ポジティブな気持ちを保つことで、なかなか行動が起こせない人でも、チャレンジしやすくなり、経験を積み、成長し、成果を挙げることが出来るようになります。
ただし、『間違ったポジティブ信仰』が身についている人は、現実から目を背けてしまうため、結果的に、自分たちの求める成果を上げることが出来なくなっているように感じます。
本当のポジティブシンキングとは、失敗や上手くいかないことがあっても、前に進む道を探す力や考え方が出来ることなんではないでしょうか?
僕は、定期的な『反省会』をおすすめします。
はじめは、失敗例や間違いを指摘されることに、傷ついたり、イラっとすることもあるかもしれません。
しかし、慣れてくると、それが当たり前になってくるので、失敗しても、「次にどうすればいいか?」と切り替える力が身についてきますよ。
そして、重要なのが、話し合う際に、相手を傷つける為に、意見を言うんじゃなくて、「相手の価値を高めるため」という意識をもって、反省会が出来るようになることが重要なポイントです。
まとめ
今回の話はいかがでしたか?
トリートメントや薬剤の勉強は、理科や化学のような感じで、とても地味だし、美容師さんには苦手な分野かもしれませんね。

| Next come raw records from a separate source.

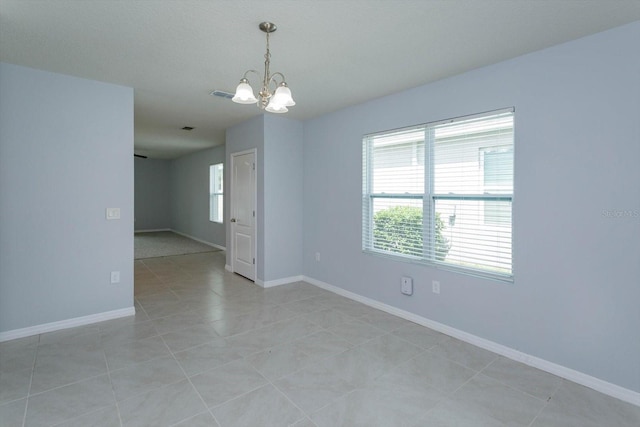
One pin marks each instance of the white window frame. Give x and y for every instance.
(429, 198)
(216, 195)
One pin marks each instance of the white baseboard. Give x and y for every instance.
(153, 230)
(213, 245)
(278, 282)
(65, 324)
(594, 383)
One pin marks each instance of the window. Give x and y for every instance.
(442, 193)
(216, 190)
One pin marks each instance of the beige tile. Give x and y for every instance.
(220, 385)
(144, 377)
(281, 360)
(465, 354)
(264, 407)
(63, 365)
(14, 385)
(207, 356)
(68, 402)
(419, 335)
(201, 420)
(12, 413)
(161, 407)
(123, 354)
(107, 417)
(524, 378)
(357, 332)
(489, 399)
(576, 406)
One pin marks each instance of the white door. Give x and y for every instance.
(243, 213)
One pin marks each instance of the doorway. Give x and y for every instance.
(243, 213)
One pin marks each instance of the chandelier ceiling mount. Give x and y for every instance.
(275, 95)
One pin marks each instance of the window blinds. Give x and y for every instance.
(442, 193)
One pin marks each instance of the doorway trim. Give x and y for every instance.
(231, 245)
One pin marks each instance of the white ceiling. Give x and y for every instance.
(333, 53)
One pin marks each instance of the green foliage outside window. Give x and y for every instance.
(399, 230)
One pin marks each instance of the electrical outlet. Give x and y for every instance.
(435, 287)
(113, 213)
(115, 277)
(406, 285)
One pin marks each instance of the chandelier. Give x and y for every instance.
(274, 96)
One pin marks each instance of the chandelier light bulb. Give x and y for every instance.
(283, 96)
(244, 93)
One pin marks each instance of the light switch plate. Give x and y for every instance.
(406, 285)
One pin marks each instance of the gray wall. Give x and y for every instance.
(279, 176)
(283, 197)
(66, 149)
(577, 271)
(242, 137)
(189, 188)
(152, 194)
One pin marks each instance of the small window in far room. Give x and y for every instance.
(216, 190)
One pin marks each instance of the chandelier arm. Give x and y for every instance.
(244, 76)
(272, 78)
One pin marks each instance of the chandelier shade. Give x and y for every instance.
(275, 95)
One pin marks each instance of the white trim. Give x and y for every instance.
(594, 383)
(232, 202)
(222, 248)
(279, 282)
(153, 230)
(65, 324)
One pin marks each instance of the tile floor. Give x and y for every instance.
(209, 348)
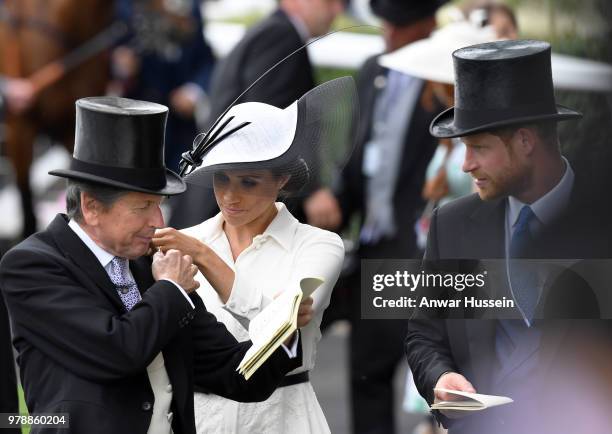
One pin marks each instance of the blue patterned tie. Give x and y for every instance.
(523, 277)
(124, 282)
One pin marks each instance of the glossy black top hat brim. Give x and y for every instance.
(500, 84)
(119, 142)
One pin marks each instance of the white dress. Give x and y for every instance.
(281, 256)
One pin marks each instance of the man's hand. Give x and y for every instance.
(305, 312)
(176, 267)
(452, 381)
(322, 210)
(166, 239)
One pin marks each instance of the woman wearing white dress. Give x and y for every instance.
(254, 248)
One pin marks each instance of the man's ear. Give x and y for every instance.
(90, 209)
(526, 140)
(283, 180)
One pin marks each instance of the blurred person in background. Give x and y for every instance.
(382, 183)
(165, 60)
(288, 28)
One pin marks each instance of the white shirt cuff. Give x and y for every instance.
(182, 292)
(292, 353)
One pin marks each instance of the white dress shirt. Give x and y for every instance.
(545, 209)
(161, 418)
(276, 260)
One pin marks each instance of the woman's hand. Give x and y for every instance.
(169, 238)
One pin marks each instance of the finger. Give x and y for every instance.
(303, 309)
(163, 231)
(307, 301)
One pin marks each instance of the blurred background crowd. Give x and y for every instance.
(198, 57)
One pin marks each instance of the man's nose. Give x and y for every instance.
(157, 218)
(469, 163)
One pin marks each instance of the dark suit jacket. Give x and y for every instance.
(470, 228)
(8, 382)
(82, 353)
(264, 45)
(418, 149)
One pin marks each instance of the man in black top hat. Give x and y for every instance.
(104, 335)
(528, 205)
(285, 30)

トリートメントを勉強することは、素材である髪のことを勉強することにもなります。カラー剤やパーマ液のように、劇的に反応するわけじゃないので、髪の特徴がわかっていないと、髪が綺麗にならないからです。
カットやカラー、パーマなどの練習などは、わかりやすいし、取り組みやすいです。しかし、髪の本質的なことがわかっていないと、どんなに技術力が上がっても、思ったような結果にはなりません。
そして、髪のことがわかるようになれば、カラーやパーマで、失敗する確率も少なくなってくるし、思い通りの施術をすることが出来るようになってきます。
はじめは、大変ですが、しっかりと基礎の髪の構造についての勉強から始めましょうね!
その方が、成功するスタイリストになる為には、ずっと近道にもなるし、お客さんへの説明もわかりやすく話すことが出来るようになりますよ。